MBC patients want to live as long as they possibly can, with the best outcomes, and to achieve this want to receive the standards of care which are in operation in the best teaching hospitals in the country. They want timely access to NICE approved drugs, equitable access to clinical trials, and access to surgical and radiotherapy interventions. Our diagnosis and subsequent progressions should be discussed at MDT meetings with a range of experts and access to pathological testing at each progression. Psychological and specialist support from key workers is also important, but it is the core medical interventions which will largely determine outcomes. Until we can evaluate who is getting 10 years and who got 12 weeks with metastatic disease, the work is not done. Anecdotally, we think LMD – leptomeningeal disease (metastatic breast cancer in the lining of the brain) is on the rise as do some clinicians. Where is the tracking data showing that this is the case, or that it’s only in longer term survival patients, or only in TNBC or only in those whose receptors have flipped? We have nothing.

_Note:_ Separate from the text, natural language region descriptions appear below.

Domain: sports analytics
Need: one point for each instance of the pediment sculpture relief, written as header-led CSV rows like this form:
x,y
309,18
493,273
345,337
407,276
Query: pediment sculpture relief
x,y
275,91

The reason why data is so important is that out-of-date data, feeds out-of-date knowledge which has a life changing impact on our outcomes. Spend time in any mTNBC support group and they all knew of the impact Trodelvy was having on MBC patients in the US before it was possible to access in England. More recently, and still ongoing, is the Enhertu for HER2Low campaign. We as a nation, don’t know how many patients this decision impacts in the UK. So how can it be costed or understood without the most basic piece of information. How can it be turned down when we don’t know how many people are being turned down?

Do we have hope for data? Yes, but it’s a small yes. It requires every ounce of energy in our treatment ravaged bodies to hold to account what’s needed for the thousands of women and men who have died. And until I see every sub type of breast cancer counted, understood and analysed, the work continues. Since recording of MBC data was made mandatory but never adhered to in 2013, just shy of 130,000 women will have died of metastatic breast cancer.

Let that sink in. They were only counted when they were dead.